Professor Damien Kenny, MD, FACC, FSCAI, Our Lady’s Children’s Hospital, has said that Ireland is leading the way and has firmly placed itself on the international stage, when it comes to medical innovations and technology in cardiology. His smallest patient this year has been less than 1.5kgs and he is involved in researching paediatric cardiology.
“I went to university in UCD and then trained in paediatric cardiology in Bristol,” Prof Damien Kenny said. “I did my MD thesis there studying hypertension, following coarctation of the aorta repair. I subsequently spent five years working in Chicago. Congenital cardiology is my field. My main focus is on interventional therapy, which involves keyhole surgeries or less invasive therapies to treat congenital heart disease. It’s a fascinating field. This year, the smallest patient we have intervened on has been less than 1.5kgs.
“What I like the most about my job is that I’m constantly challenged by it. I like working directly with patients. I enjoy the atmosphere in Crumlin. The team is amazing and we work together in a very cohesive manner and achieve a lot with limited resources. We are very supportive of each other and I think that filters down to the treatment, care and outcomes we achieve in the cardiology department
“Ireland is at the forefront of new medical innovations and technologies. One of the areas we’re currently researching in paediatric cardiology is stents designed specifically for children. Most stents are made of metal, which obviously doesn’t grow, so you have a limited ability to be able to stretch the stents to a maximum diameter. We are trying to develop stents that potentially grow with the child. We are still in the development stages of this technology. We are testing bioresorbable materials that will dissolve as the patient grows and allow, hopefully, normal function of the artery to resume in the child. We’ve worked with a company in the US to develop a bioresorbable stent for children and we’ve done extensive pre-clinical testing with a view to bringing it to market in the future.
“We’re also working on a valve with growth potential for patients with valve disease, who would need to have their valves replaced. This procedure generally requires open heart surgery. We’re looking at using bioresorbable stents and stitching a valve inside with a particular material that will allow the patient’s own cells to either be seeded, so that over time, while the scaffold is absorbed in the body, the leaflets are covered with the patient’s own natural tissue. We’re working with colleagues in Bristol on this collaboration. We’re also collaborating with UCD looking at 3D printed valves, so that we can look at the specific anatomy and then generate a 3D valve that will grow with the patient – hopefully without the need for open heart surgery. I am hopeful we would be able to bring to to patients potentially in the next 10 years.
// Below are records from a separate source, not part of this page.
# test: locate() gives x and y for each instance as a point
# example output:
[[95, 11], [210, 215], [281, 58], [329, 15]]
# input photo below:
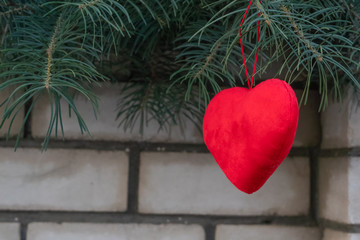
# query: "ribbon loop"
[[250, 85]]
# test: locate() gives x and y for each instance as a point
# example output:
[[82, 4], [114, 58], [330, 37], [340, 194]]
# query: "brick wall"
[[118, 185]]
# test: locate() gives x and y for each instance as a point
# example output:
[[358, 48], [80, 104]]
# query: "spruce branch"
[[50, 52], [301, 33], [208, 60]]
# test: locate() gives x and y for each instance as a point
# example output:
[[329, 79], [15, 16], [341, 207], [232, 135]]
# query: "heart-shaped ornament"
[[250, 132]]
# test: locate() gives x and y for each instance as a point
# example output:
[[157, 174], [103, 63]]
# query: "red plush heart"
[[250, 132]]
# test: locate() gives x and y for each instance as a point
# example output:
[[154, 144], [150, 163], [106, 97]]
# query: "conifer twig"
[[50, 52], [14, 10], [89, 4], [301, 34], [208, 60]]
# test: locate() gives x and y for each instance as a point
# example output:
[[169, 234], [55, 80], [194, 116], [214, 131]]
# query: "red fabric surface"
[[250, 132]]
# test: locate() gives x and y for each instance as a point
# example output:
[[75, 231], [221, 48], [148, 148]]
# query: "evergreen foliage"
[[175, 53]]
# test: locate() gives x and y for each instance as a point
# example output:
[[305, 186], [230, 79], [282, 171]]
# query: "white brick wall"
[[78, 180], [68, 231], [335, 235], [105, 127], [17, 122], [340, 123], [9, 231], [340, 189], [308, 130], [258, 232], [194, 184]]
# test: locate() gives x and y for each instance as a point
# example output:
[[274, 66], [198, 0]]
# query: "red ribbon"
[[242, 49]]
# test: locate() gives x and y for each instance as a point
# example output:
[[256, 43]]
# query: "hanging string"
[[250, 85]]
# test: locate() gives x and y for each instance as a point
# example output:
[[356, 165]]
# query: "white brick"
[[79, 180], [308, 130], [335, 235], [17, 122], [194, 184], [9, 231], [257, 232], [105, 127], [339, 189], [341, 123], [46, 231]]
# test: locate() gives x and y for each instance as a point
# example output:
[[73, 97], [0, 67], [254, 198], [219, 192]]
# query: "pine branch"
[[50, 52]]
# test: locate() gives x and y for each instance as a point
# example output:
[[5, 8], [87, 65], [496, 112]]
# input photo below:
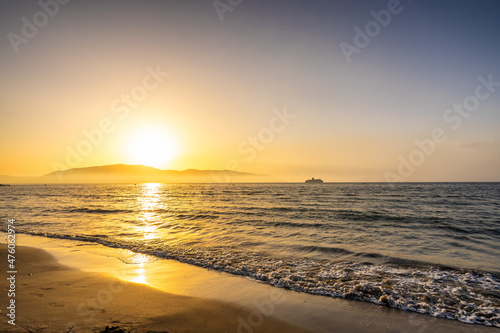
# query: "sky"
[[340, 90]]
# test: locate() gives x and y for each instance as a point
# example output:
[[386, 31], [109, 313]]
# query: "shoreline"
[[170, 282]]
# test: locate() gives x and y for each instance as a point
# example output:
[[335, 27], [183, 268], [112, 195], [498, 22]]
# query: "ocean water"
[[427, 247]]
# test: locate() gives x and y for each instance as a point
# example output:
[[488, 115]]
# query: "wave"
[[470, 296]]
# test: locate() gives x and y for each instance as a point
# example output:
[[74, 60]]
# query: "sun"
[[151, 145]]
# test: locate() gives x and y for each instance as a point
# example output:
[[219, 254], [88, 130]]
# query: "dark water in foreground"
[[430, 248]]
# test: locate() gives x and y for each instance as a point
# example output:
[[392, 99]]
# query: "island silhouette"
[[123, 173]]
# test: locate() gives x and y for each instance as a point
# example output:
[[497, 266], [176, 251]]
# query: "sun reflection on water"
[[149, 202]]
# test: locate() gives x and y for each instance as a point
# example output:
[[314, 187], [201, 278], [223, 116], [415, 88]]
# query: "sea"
[[431, 248]]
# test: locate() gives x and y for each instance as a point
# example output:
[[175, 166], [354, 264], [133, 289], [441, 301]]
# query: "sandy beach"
[[52, 295], [54, 298]]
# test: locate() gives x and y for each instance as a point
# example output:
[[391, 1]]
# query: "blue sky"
[[355, 121]]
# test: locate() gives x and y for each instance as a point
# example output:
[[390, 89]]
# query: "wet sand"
[[73, 290]]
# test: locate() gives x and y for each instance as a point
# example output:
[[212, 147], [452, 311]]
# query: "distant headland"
[[123, 173]]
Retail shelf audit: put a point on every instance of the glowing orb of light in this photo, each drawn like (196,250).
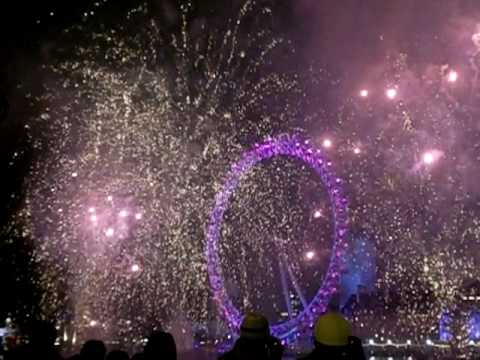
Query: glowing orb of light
(294,147)
(135,268)
(364,93)
(391,93)
(327,143)
(428,158)
(452,76)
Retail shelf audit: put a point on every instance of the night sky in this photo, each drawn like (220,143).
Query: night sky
(119,119)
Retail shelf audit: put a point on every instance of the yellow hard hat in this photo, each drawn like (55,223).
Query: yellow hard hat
(254,326)
(332,329)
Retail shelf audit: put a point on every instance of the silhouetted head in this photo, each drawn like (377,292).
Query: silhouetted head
(160,345)
(254,327)
(93,350)
(117,355)
(332,329)
(138,356)
(43,334)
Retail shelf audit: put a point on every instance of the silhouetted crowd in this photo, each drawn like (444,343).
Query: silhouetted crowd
(332,338)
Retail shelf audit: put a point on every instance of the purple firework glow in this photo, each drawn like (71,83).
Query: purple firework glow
(290,146)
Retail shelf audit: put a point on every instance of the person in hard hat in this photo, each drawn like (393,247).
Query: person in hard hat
(333,339)
(255,341)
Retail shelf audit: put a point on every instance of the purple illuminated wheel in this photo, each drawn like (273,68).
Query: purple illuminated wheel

“I’ve seen the benefits from the funding CMRF has provided in a number of ways. The collaboration with UCD is funded in part by CMRF. We also have another project looking at the potential avoidance of surgery for pulmonary valve replacement thanks to CMRF funding. We recently performed some live cases for an international congress in Frankfurt. A live case is the live streaming of surgery with potentially a global audience. It provides immeasurable educational benefits through watching and learning. We performed three live cases and we wouldn’t have been able to proceed without the support of CMRF. Because the visual is such a huge part of the learning process, and because the technology is advancing at such a rapid rate, it’s great to see that Our Lady’s Children’s Hospital, through the funding provided by CMRF, is at the forefront of these developments.
“It’s a hugely beneficial learning platform for attendees because they can integrate the new procedures we are developing into their own practice. The cases went extremely well with very positive feedback from attendees. It’s great to hear people praising the unit after the huge effort the extended team put in every single day in Crumlin. We feel now that our techniques and outcomes are as good as anywhere else in the world. One of the major limitations holding us back from developing our unit further into a truly recognised international centre of excellence is lack of funding. Twenty years ago we were sending patients abroad for complex surgeries, but now, we’re really leading the charge with new and innovative technologies and approaches. We are moving from a point where we didn’t have this type of technology and expertise in Ireland. Now, not only do we have it, we’re able to share it with our colleagues globally. CMRF have been vital in making this all happen.”